Wang, Xiaoyu (Tsinghua University), Huang, Kangyao (Tsinghua University), Zhang, Xinyu (Tsinghua University), Sun, Honglin (Tsinghua University), Liu, Wenzhuo (Tsinghua University), Liu, Huaping (Tsinghua University), Li, Jun (Tsinghua University), Lu, Pingping (University of Michigan)

Path Planning for Air-Ground Amphibious Robot Considering Modal Switching Point Optimization

Scheduled for presentation during the Regular Session "Path Planning I" (WeA3), Wednesday, June 7, 2023, 11:20−11:40, Room 464

2023 International Conference on Unmanned Aircraft Systems (ICUAS), June 6-9, 2023, Lazarski University, Warsaw, Poland

This information is tentative and subject to change. Compiled on March 29, 2024

Keywords Path Planning, Control Architectures, Reliability of UAS

Abstract

An innovative sort of mobility platform that can both drive and fly is the air-ground robot. The need for an agile flight cannot be satisfied by traditional path planning techniques for air-ground robots. Prior studies had mostly focused on improving the energy efficiency of paths, seldom taking the seeking speed and optimizing take-off and landing places into account.
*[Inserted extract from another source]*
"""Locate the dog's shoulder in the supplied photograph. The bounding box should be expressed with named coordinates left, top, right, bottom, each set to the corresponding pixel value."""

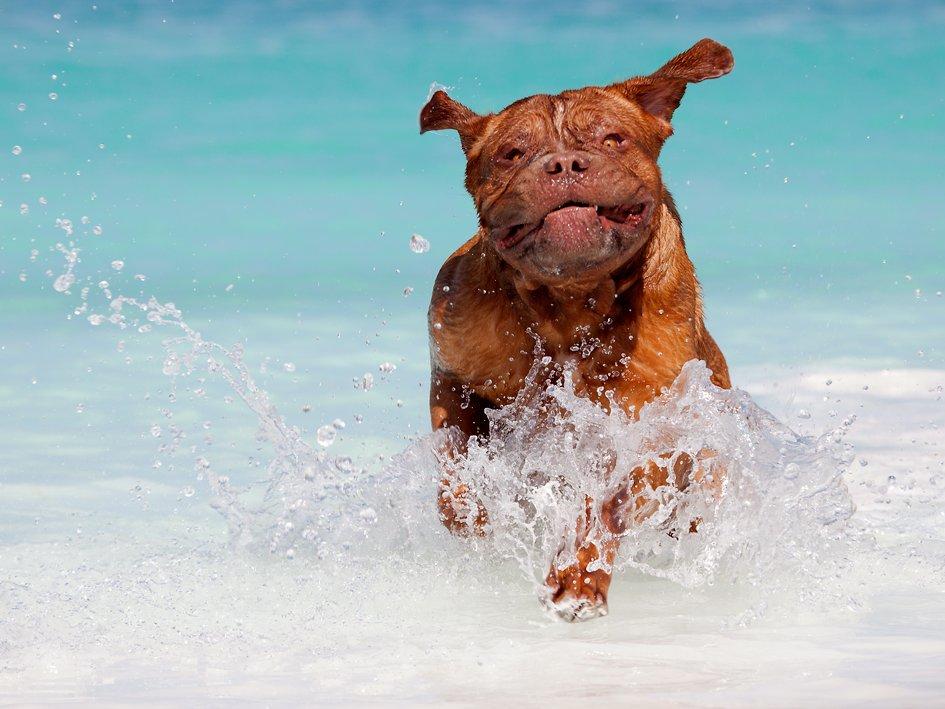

left=428, top=234, right=532, bottom=393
A robot for the field application environ- ment was proposed, and a lightweight global spatial planning technique for the robot based on the graph-search algorithm taking mode switching point optimization into account, with an emphasis on energy efficiency, searching speed, and the viability of real deployment. The fundamental concept is to lower the computational burden by employing an interchangeable search approach that combines planar and spatial search. Furthermore, to safeguard the health of the power battery and the integrity of the mission execution, a trap escape approach was also provided. Simulations are run to test the effectiveness of the suggested model based on the field DEM map. The simulation results show that our technology is capable of producing finished, plausible 3D paths with a high degree of believability. Additionally, the mode-switching point optimization method efficiently identifies additional acceptable places for mode switching, and the improved paths use less time and energy.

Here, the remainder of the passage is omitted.